Test : Preprocessing directly with ElasticSearch Analyzers

Intro

Currently, we are preprocessing the text we ingest into ElasticSearch (ES) with the following function:

def preprocess_text(text: str):
    """
    Tokenize, lemmatize, lowercase and remove stop words
    :param text:
    :return:
    """
    if not NLP:
        print('Warning NLP not loaded, text will not be preprocessed')
        return text

    doc = NLP(text)
    text = " ".join(t.lemma_.lower() for t in doc if not t.is_stop).replace("\n", " ")
    return text

Problem

The preprocessing function needs to be ran both while indexing the documents and also while dealign with queries.

To facilitate the installation of our pipeline, our current solution is as coupled to the original Haystack dev as possible. This entails that in production, no other Python code is run. We use the Haystack library as it is in its own master repo. Thus, the function above cannot be run without creating a wrapper that would complexify our production environment. The same is true while querying, this preprocessing would need to run client-side (hard) or creating yet-anonther wrapper for our system that add this function.

Solution

To solve the issue, @Guillim got an insight from the DScientists working in the Code du Travail Numerique project: use the preprocessors (called analyzers) already existing in the ElasticSearch stack.

In this way, everything would be self-contained within ES.

Methodo

Analizers are defined by passing a JSON object to our running ES instance (a more French-specific discussion can be found here).
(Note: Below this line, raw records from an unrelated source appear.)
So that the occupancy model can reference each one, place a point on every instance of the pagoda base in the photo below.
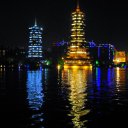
(76, 63)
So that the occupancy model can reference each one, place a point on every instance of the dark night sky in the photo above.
(106, 21)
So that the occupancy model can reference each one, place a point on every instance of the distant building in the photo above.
(3, 51)
(35, 42)
(105, 54)
(120, 57)
(77, 52)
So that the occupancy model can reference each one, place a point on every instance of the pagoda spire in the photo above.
(78, 6)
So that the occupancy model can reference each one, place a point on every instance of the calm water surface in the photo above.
(68, 98)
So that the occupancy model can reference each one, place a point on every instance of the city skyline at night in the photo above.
(106, 21)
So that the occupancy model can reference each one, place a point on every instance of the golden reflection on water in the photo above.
(120, 78)
(76, 79)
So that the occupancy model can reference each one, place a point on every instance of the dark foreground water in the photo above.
(70, 98)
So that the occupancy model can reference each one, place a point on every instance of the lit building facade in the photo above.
(77, 52)
(120, 57)
(35, 42)
(105, 54)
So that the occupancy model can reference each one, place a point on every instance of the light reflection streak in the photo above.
(77, 81)
(120, 78)
(35, 94)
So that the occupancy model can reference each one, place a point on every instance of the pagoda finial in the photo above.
(78, 6)
(35, 22)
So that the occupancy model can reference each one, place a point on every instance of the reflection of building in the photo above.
(120, 57)
(35, 42)
(35, 94)
(76, 79)
(77, 52)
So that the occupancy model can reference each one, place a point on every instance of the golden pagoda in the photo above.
(77, 52)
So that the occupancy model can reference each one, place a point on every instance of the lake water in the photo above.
(68, 98)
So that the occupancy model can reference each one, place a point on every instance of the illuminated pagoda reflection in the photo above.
(35, 42)
(77, 52)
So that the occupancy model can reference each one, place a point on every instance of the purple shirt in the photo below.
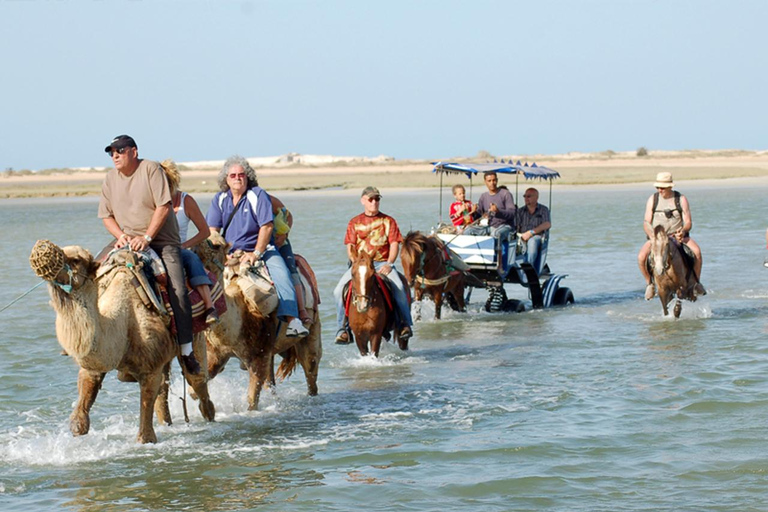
(503, 201)
(243, 231)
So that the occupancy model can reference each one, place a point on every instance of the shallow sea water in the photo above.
(603, 405)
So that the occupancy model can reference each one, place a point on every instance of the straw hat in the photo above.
(664, 180)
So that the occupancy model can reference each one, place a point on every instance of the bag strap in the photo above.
(231, 215)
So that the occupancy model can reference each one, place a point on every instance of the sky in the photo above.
(202, 80)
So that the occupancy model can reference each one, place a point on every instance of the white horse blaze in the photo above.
(363, 271)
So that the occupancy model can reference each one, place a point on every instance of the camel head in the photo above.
(213, 252)
(68, 268)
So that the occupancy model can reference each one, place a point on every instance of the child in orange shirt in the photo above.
(461, 208)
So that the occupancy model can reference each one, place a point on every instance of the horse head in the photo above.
(413, 254)
(363, 282)
(660, 250)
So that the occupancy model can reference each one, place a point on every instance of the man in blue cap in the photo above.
(136, 209)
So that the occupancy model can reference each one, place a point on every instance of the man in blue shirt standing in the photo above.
(242, 211)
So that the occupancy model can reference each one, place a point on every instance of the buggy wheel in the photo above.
(514, 306)
(562, 297)
(497, 297)
(451, 300)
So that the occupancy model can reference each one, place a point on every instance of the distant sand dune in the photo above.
(318, 172)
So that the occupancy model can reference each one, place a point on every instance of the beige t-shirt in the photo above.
(132, 200)
(667, 215)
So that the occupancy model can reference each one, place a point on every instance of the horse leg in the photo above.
(418, 293)
(458, 295)
(437, 297)
(150, 388)
(664, 298)
(678, 308)
(362, 343)
(162, 411)
(88, 386)
(376, 344)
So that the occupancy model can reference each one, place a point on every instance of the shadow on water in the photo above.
(608, 298)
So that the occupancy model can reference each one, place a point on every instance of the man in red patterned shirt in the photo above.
(377, 234)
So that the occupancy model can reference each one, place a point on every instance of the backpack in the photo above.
(677, 203)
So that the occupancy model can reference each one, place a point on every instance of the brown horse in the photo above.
(427, 268)
(672, 272)
(370, 318)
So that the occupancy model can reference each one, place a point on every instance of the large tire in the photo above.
(563, 296)
(451, 301)
(514, 306)
(497, 297)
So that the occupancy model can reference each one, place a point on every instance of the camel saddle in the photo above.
(149, 280)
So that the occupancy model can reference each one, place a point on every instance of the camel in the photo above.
(244, 332)
(103, 324)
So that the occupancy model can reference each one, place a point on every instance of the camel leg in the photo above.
(258, 369)
(150, 388)
(88, 386)
(162, 411)
(309, 353)
(199, 383)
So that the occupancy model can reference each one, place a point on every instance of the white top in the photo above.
(182, 219)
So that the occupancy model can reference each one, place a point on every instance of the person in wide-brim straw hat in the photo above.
(670, 209)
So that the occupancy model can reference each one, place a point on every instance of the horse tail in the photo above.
(288, 365)
(412, 246)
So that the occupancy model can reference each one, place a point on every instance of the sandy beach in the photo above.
(326, 173)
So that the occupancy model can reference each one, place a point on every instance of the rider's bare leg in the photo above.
(697, 263)
(642, 264)
(210, 312)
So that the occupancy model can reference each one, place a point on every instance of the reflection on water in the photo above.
(598, 406)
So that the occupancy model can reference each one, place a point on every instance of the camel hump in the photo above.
(47, 259)
(172, 172)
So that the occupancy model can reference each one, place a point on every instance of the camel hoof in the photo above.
(208, 410)
(147, 438)
(79, 426)
(125, 377)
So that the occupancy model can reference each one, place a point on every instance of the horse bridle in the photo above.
(422, 279)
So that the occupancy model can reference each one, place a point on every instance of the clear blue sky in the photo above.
(201, 80)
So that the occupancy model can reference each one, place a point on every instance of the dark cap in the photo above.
(120, 142)
(370, 192)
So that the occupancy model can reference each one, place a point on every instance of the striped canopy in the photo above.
(530, 172)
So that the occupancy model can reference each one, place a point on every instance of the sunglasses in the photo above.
(119, 151)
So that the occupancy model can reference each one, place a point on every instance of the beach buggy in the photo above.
(496, 262)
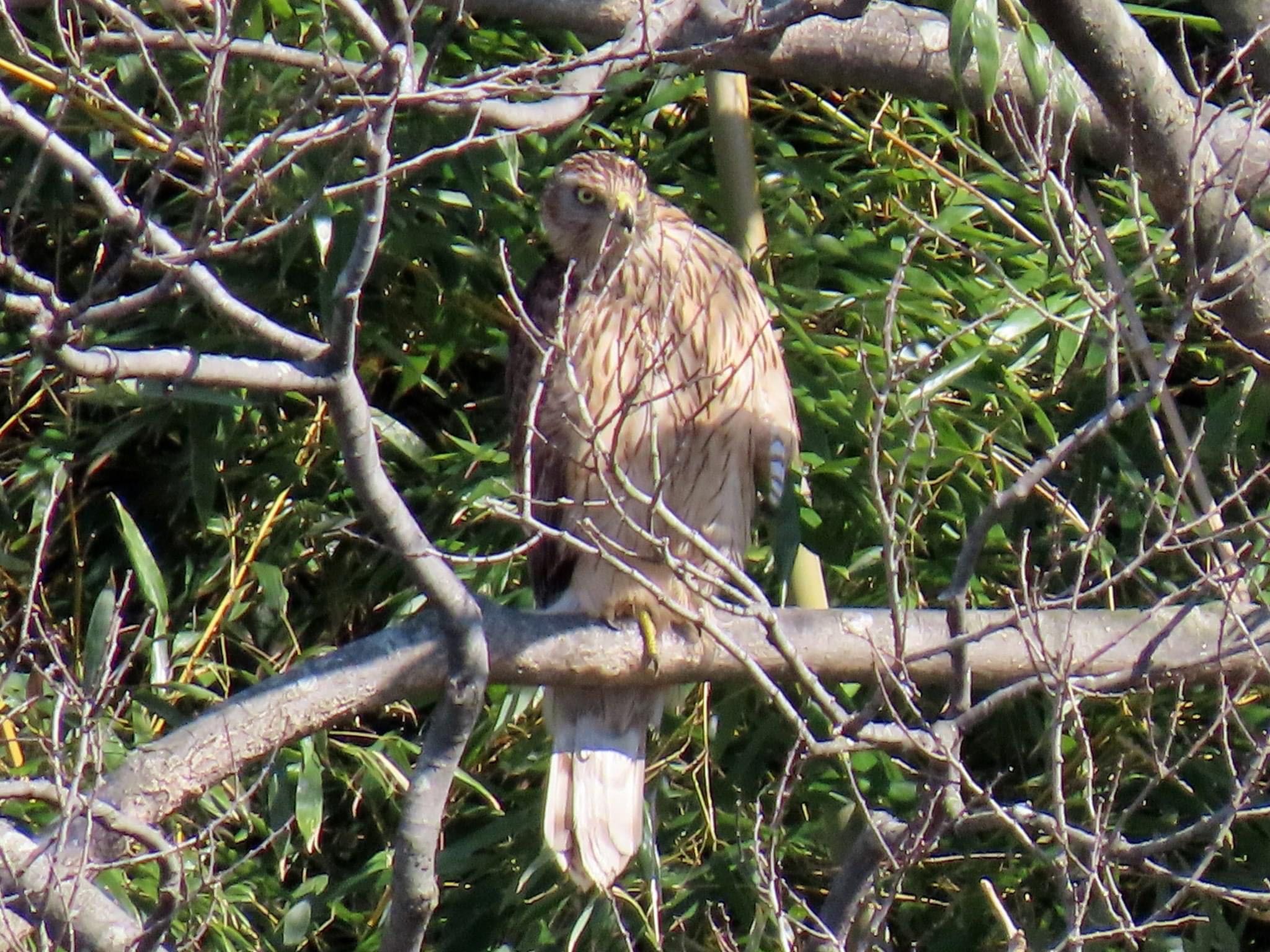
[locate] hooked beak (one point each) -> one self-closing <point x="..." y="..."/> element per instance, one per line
<point x="625" y="213"/>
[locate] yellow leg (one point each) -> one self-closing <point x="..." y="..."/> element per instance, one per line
<point x="649" y="631"/>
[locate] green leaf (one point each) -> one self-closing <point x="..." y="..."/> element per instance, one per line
<point x="1034" y="52"/>
<point x="959" y="38"/>
<point x="295" y="923"/>
<point x="97" y="639"/>
<point x="149" y="578"/>
<point x="987" y="46"/>
<point x="309" y="798"/>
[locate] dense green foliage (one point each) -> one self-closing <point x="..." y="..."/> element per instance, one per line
<point x="939" y="342"/>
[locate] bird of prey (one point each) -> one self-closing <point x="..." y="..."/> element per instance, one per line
<point x="654" y="413"/>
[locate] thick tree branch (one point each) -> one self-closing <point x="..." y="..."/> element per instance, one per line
<point x="534" y="649"/>
<point x="1246" y="22"/>
<point x="414" y="886"/>
<point x="126" y="218"/>
<point x="1191" y="184"/>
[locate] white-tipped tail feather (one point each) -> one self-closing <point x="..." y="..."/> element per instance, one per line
<point x="595" y="805"/>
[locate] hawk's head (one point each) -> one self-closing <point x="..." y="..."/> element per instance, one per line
<point x="595" y="206"/>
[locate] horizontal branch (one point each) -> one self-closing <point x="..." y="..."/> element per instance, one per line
<point x="549" y="649"/>
<point x="889" y="48"/>
<point x="190" y="367"/>
<point x="525" y="648"/>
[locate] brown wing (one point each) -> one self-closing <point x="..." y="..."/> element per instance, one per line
<point x="550" y="560"/>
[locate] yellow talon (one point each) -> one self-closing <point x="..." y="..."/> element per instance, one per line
<point x="649" y="631"/>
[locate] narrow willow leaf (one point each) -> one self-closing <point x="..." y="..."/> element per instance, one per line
<point x="97" y="638"/>
<point x="149" y="578"/>
<point x="309" y="806"/>
<point x="295" y="923"/>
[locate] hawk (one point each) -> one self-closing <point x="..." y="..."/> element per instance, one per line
<point x="654" y="410"/>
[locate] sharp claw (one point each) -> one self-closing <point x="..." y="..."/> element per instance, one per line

Once this config is part of the instantiation of ES, we must specify the analyzer to be used (if any) in the specific property of our custom mapping.

Important

We are now using the icu_tokenizer so we need to install the analysis-icu ES plugin. This would be achieved in ES (via Dockerfile installation) like so:

RUN bin/elasticsearch-plugin install --silent analysis-icu

The resulting PR containing these modifs is here.

Results

Python Pre-Processing

The previous simple processing yields the following improvement:

  1. BM25, v12, 406 QA dataset, no filtering, with no preprocessing: Mean_precision 0.21. Time per ES query (ms): 16.721

  2. BM25, v12, 406 QA dataset, no filtering, with preprocessing: Mean_precision 0.34. Time per ES query (ms): 19.722

In this case, the improvement is of about 13%. Still, the time to run this functions augments the total time about 3 times.
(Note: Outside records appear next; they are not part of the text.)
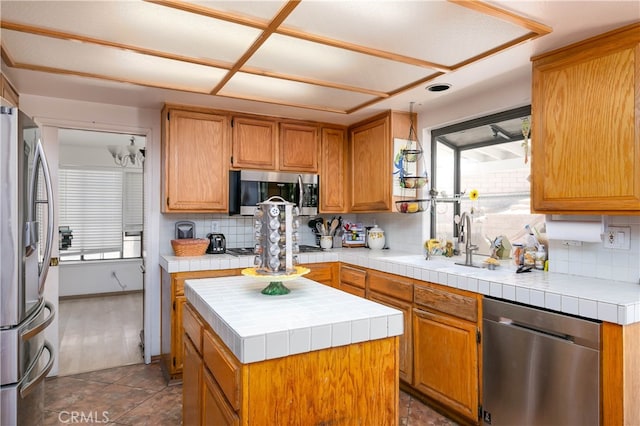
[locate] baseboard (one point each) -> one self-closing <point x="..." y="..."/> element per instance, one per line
<point x="113" y="293"/>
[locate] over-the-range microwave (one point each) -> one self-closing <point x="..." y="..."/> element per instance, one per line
<point x="247" y="188"/>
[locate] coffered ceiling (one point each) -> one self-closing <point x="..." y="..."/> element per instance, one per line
<point x="332" y="59"/>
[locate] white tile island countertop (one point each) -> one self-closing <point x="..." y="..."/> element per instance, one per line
<point x="606" y="300"/>
<point x="257" y="327"/>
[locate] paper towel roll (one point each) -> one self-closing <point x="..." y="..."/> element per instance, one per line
<point x="588" y="232"/>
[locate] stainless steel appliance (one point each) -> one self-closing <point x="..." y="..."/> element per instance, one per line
<point x="539" y="367"/>
<point x="26" y="234"/>
<point x="217" y="244"/>
<point x="248" y="188"/>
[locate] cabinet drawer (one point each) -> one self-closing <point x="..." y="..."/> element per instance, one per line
<point x="448" y="302"/>
<point x="352" y="276"/>
<point x="192" y="327"/>
<point x="224" y="367"/>
<point x="357" y="291"/>
<point x="391" y="285"/>
<point x="216" y="410"/>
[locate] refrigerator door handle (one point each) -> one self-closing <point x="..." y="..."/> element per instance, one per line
<point x="41" y="158"/>
<point x="28" y="334"/>
<point x="32" y="384"/>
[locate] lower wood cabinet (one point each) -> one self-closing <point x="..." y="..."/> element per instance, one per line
<point x="193" y="368"/>
<point x="324" y="273"/>
<point x="396" y="292"/>
<point x="446" y="348"/>
<point x="318" y="387"/>
<point x="353" y="280"/>
<point x="171" y="306"/>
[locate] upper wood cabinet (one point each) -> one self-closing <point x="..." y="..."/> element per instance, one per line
<point x="255" y="143"/>
<point x="371" y="161"/>
<point x="586" y="126"/>
<point x="333" y="172"/>
<point x="299" y="147"/>
<point x="267" y="144"/>
<point x="195" y="161"/>
<point x="8" y="92"/>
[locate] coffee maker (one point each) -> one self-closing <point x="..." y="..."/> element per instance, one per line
<point x="217" y="244"/>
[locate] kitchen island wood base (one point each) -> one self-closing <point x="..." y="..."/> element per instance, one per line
<point x="356" y="384"/>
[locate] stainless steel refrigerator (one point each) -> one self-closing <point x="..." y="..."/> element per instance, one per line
<point x="26" y="234"/>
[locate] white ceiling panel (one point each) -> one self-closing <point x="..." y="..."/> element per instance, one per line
<point x="303" y="58"/>
<point x="111" y="63"/>
<point x="140" y="24"/>
<point x="292" y="93"/>
<point x="264" y="9"/>
<point x="433" y="30"/>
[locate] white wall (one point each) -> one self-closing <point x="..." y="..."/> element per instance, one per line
<point x="63" y="113"/>
<point x="82" y="278"/>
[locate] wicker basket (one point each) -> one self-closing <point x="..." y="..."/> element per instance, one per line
<point x="190" y="246"/>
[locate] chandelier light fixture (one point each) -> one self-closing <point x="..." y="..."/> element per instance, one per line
<point x="130" y="155"/>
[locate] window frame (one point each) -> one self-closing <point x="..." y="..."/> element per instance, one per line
<point x="514" y="113"/>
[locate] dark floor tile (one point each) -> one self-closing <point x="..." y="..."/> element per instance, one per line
<point x="111" y="375"/>
<point x="164" y="408"/>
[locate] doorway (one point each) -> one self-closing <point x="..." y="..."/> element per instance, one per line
<point x="100" y="220"/>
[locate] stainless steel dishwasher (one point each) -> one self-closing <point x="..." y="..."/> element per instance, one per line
<point x="539" y="367"/>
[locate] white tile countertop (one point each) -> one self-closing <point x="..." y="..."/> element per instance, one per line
<point x="600" y="299"/>
<point x="256" y="327"/>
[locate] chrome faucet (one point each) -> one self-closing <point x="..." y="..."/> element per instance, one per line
<point x="464" y="235"/>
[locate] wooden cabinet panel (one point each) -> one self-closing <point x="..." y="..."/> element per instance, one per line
<point x="8" y="92"/>
<point x="171" y="317"/>
<point x="191" y="385"/>
<point x="353" y="276"/>
<point x="448" y="301"/>
<point x="324" y="273"/>
<point x="299" y="148"/>
<point x="333" y="173"/>
<point x="215" y="409"/>
<point x="370" y="162"/>
<point x="192" y="327"/>
<point x="254" y="143"/>
<point x="586" y="126"/>
<point x="405" y="360"/>
<point x="195" y="161"/>
<point x="395" y="286"/>
<point x="224" y="367"/>
<point x="446" y="361"/>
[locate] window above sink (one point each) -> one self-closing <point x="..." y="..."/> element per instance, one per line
<point x="491" y="156"/>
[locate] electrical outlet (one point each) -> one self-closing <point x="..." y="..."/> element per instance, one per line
<point x="617" y="237"/>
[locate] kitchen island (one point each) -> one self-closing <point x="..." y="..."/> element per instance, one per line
<point x="314" y="356"/>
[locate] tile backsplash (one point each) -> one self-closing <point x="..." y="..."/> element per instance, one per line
<point x="407" y="232"/>
<point x="594" y="260"/>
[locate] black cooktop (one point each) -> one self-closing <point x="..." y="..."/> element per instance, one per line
<point x="247" y="251"/>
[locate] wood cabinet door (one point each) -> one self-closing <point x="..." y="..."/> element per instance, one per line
<point x="446" y="361"/>
<point x="7" y="92"/>
<point x="370" y="158"/>
<point x="586" y="127"/>
<point x="191" y="385"/>
<point x="254" y="143"/>
<point x="405" y="361"/>
<point x="333" y="172"/>
<point x="299" y="148"/>
<point x="215" y="409"/>
<point x="196" y="162"/>
<point x="177" y="334"/>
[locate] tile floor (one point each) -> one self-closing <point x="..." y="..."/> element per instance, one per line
<point x="138" y="395"/>
<point x="99" y="332"/>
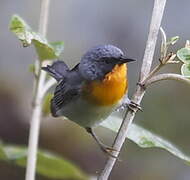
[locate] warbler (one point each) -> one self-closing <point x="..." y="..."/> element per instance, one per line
<point x="89" y="92"/>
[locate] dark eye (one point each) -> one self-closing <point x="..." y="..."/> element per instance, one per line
<point x="107" y="61"/>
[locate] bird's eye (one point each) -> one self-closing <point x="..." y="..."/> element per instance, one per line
<point x="107" y="61"/>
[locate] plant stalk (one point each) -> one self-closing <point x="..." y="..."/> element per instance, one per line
<point x="37" y="100"/>
<point x="157" y="15"/>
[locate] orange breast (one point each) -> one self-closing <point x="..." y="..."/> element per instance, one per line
<point x="111" y="89"/>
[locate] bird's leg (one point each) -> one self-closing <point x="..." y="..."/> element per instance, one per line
<point x="127" y="103"/>
<point x="103" y="147"/>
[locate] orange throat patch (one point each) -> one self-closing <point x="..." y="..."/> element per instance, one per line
<point x="109" y="90"/>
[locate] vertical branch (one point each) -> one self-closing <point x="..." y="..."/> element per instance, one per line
<point x="37" y="101"/>
<point x="157" y="15"/>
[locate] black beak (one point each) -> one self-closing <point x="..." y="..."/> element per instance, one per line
<point x="124" y="59"/>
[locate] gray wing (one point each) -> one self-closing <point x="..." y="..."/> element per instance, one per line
<point x="67" y="89"/>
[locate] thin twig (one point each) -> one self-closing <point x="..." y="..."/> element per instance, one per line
<point x="48" y="85"/>
<point x="157" y="15"/>
<point x="168" y="76"/>
<point x="37" y="102"/>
With these results in mind, we can compare the performance of the ES preprocessor below.

ES Analyzer

We have four analyzer filters:

"filter": [
    "french_elision",
    "lowercase",
    "french_stop",
    "french_stemmer"
]

Let’s do a quick ablation test (check the perf offered by each filter). More info about each of these filters can be found by following the links above. Using the same settings as before (BM25, v12, 406 QA dataset, no filtering):

Only french_elision

  • Mean_precision 0.24. Time per ES query (ms): 20.607

Only lowercase

  • Mean_precision 0.21. Time per ES query (ms): 19.473

Only french_stop

  • Mean_precision 0.30. Time per ES query (ms): 10.056

Only french_stemmer

  • Mean_precision 0.22. Time per ES query (ms): 23.966

All of them: french_elision, lowercase, french_stop, french_stemmer

  • Mean_precision 0.34. Time per ES query (ms): 11.148

All of them: french_elision, lowercase, french_stop, french_stemmer

Same as before but using the standard tokenizer instead of the recommended icu-tokenizer

  • Mean_precision 0.34. Time per ES query (ms): 9.000

Conclusion

Regarding the four filters, using all of them gives the best performance (MAP: 0.34). While the pre-processing function (in Python, spacy-based) gives a negligeable improvement over using an ES analyzer, all things being equal, the decision is simple, the advantages of an self-contained ES analyzer are multiple: same performance, faster, included in ES, and easier to deploy.

For this experiment the icu-tokenizer does not seem to offer an advantage over the standard tokenizer. If it is not possible to add it to the Haystack Dockerfile in master, maybe we can roll with the standard tokenizer and it will be fine.

TODO

  1. Test “default” as analyzer name. Check it is taken into account.

  2. Wonder why using the four filters is faster than using them independently :o

  3. Merge the proposed PR into master and add the required plugin line to Haystack’s ES Dockerfile.